Amazon has officially launched its latest custom-built AI chip, Trainium3, marking a significant push to challenge Nvidia's dominance in the artificial intelligence hardware market. The new chip delivers 4.4 times faster performance and 40% greater energy efficiency compared to its predecessor, while AWS simultaneously introduced Trn3 UltraServers capable of handling 144 chips in a single system.
Built on 3-nanometer technology, each UltraServer provides 362 FP8 PFLOPs with up to 20.7 TB of HBM3e memory, enabling massive AI models to train in weeks instead of months. Early customers like Anthropic, Karakuri, and Decart are reporting training and inference cost reductions of up to 50% using Trainium3, with some achieving 4x faster inference at half the cost of Nvidia GPUs.
AWS claims that Trainium and Google's TPUs offer 50-70% lower cost-per-billion-tokens compared to high-end Nvidia H100 clusters, which could save enterprises hundreds of millions annually. Amazon holds an $8 billion stake in Anthropic, which has adopted Trainium for production workloads, signaling its competitiveness. Dave Brown, vice president at AWS, stated, 'As we get into early next year, we’ll start to scale out very, very quickly,' emphasizing Amazon's aggressive rollout.
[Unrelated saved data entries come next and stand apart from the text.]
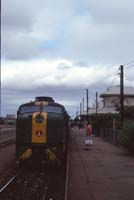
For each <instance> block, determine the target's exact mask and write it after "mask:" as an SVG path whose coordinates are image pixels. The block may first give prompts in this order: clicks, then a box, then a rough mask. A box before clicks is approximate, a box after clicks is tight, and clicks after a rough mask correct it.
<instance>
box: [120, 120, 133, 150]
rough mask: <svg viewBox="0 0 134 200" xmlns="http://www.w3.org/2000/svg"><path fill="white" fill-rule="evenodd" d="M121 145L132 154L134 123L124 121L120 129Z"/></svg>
mask: <svg viewBox="0 0 134 200" xmlns="http://www.w3.org/2000/svg"><path fill="white" fill-rule="evenodd" d="M120 140H121V141H120V142H121V144H122V145H123V146H124V147H126V148H127V149H128V150H129V152H130V153H131V154H134V122H132V121H126V122H124V124H123V127H122V134H121V138H120Z"/></svg>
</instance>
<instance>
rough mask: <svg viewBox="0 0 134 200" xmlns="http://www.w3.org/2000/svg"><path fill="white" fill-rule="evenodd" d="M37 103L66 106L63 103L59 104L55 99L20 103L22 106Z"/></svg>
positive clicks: (20, 106)
mask: <svg viewBox="0 0 134 200" xmlns="http://www.w3.org/2000/svg"><path fill="white" fill-rule="evenodd" d="M36 103H39V104H38V105H41V103H43V104H44V105H51V106H60V107H63V108H64V106H63V105H61V104H59V103H56V102H54V101H30V102H28V103H25V104H22V105H20V107H23V106H30V105H32V106H34V105H36ZM64 109H65V108H64Z"/></svg>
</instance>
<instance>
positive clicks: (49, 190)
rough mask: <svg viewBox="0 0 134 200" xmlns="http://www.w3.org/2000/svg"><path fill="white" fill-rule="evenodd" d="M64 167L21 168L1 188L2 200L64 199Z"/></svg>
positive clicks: (1, 194)
mask: <svg viewBox="0 0 134 200" xmlns="http://www.w3.org/2000/svg"><path fill="white" fill-rule="evenodd" d="M65 180H66V167H63V168H61V167H60V168H59V167H56V168H55V167H54V166H53V167H43V168H40V169H39V168H37V169H36V168H35V169H34V168H32V169H21V171H19V172H18V173H17V174H16V175H15V176H12V177H11V178H10V179H9V180H8V181H7V182H6V183H5V184H4V185H3V186H2V187H1V188H0V199H2V200H7V199H8V200H10V199H14V200H23V199H25V200H29V199H30V200H36V199H37V200H48V199H55V200H59V199H60V200H64V199H65Z"/></svg>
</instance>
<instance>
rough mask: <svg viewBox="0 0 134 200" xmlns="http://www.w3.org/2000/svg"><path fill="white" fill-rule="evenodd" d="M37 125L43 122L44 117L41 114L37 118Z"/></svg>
mask: <svg viewBox="0 0 134 200" xmlns="http://www.w3.org/2000/svg"><path fill="white" fill-rule="evenodd" d="M35 120H36V122H37V123H42V122H43V117H42V116H41V114H38V115H37V116H36V118H35Z"/></svg>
However, Nvidia's CUDA software ecosystem remains a formidable barrier, as most AI development is optimized for it. Amazon acknowledges this by planning Trainium4 to support Nvidia's NVLink technology for mixed deployments. The announcement was made during Amazon's re:Invent conference in December 2025, where the company also updated its Nova AI model family and launched Nova Forge for custom model training.